It’s a brave new world. Recreational marijuana use is now legal in two U.S. states, and the change has given rise to multiple new industries as suppliers rush to meet the demand.
As Organic Authority has reported in the past, the culinary world has been quick to adopt cannabis as its newest ingredient, with weed pairing menus and a plethora of marijuana-infused edibles for sale.
In all the celebration (and money-making) legal marijuana enthusiasts seem to have left out one important factor: food safety. Although the federal government says food safety is a top priority, the new marijuana food industry has been excluded from the scrutiny. Why? Well it’s partly because the federal government doesn’t exactly agree with pot’s newly legal status, and partly because the industry–while growing by leaps and bounds–is still operating mostly under the radar. But we’re not talking about funny brownies made in secret anymore. With pot-infused edible companies making everything from soda to salad dressing, some have begun to question what the lack of regulatory oversight means for marijuana food safety.
As Food Safety News reporter Kelley Damewood points out, the Feds had a perfect opportunity to establish some ground rules for marijuana food safety back in 2013. It was then that Deputy Attorney General James Cole issued a memorandum, e.g., the 2013 Cole Memo.The document listed eight priority enforcement areas and suggested that DOJ would leave marijuana enforcement to states so long as states adequately regulate and enforce DOJ’s eight listed priorities to the extent necessary to ensure public safety.
The memo covered the obvious areas: preventing distribution to minors, drugged driving, and violence, but food safety was conspicuously absent. Considering that the FDA had just begun to implement the Food Safety Modernization Act, this seems an odd omission.
So that brings us to state government–can it successfully create and enforce food safety laws for the new legal marijuana industry?
As Damewood points out, “the 2013 Cole memo’s failure to mention food safety does not mean that there will be no liability for marijuana food contamination.” Not willing to leave it up to chance, Colorado has already stepped up to create the first comprehensive set of marijuana food regulations, and it has already implemented the first stages.

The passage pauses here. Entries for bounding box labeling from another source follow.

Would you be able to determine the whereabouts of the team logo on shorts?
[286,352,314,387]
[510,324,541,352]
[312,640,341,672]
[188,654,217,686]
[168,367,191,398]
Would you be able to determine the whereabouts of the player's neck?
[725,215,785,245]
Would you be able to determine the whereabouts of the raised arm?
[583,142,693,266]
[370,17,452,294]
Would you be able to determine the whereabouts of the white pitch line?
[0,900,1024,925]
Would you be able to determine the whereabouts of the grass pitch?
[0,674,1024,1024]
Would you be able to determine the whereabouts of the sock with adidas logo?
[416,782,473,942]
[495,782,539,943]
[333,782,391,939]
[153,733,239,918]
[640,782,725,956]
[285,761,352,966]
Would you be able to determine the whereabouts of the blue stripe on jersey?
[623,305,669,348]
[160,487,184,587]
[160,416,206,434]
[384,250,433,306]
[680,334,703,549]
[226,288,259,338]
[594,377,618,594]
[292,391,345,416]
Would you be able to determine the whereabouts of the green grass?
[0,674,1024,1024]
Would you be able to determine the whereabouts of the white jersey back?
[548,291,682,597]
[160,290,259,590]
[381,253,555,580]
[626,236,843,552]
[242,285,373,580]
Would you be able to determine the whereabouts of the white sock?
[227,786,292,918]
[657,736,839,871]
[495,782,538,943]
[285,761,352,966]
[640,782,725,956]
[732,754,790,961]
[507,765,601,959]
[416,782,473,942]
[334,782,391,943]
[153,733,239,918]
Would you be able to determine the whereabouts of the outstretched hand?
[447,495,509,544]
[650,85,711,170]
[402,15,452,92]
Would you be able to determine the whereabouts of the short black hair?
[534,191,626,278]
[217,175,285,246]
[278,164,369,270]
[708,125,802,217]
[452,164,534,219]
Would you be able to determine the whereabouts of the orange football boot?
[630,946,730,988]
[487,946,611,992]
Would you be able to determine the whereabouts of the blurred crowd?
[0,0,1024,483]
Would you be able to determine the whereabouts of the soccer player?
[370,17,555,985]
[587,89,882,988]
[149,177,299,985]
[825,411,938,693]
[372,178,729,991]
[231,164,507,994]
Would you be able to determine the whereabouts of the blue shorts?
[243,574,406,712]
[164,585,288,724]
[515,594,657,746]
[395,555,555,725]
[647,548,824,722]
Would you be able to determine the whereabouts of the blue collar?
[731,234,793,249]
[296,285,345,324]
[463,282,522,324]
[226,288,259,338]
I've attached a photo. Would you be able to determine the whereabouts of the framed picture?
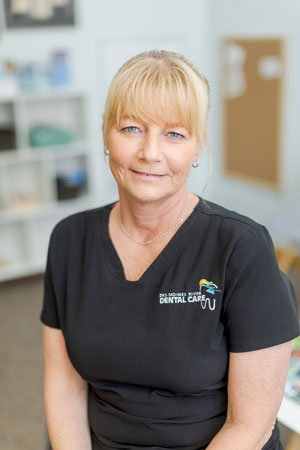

While states have always been responsible for some aspects of food safety, like facility inspection, they’ve never tackled this kind of “farm to fork” regulation in such a short amount of time. It would admittedly be much better, for the companies and their customers, if states could draw on the experience of agencies like the USDA and FDA during this time.
But that would require the federal government to admit that marijuana prohibition has outlasted its usefulness, so I guess we’ll have to wait a bit longer.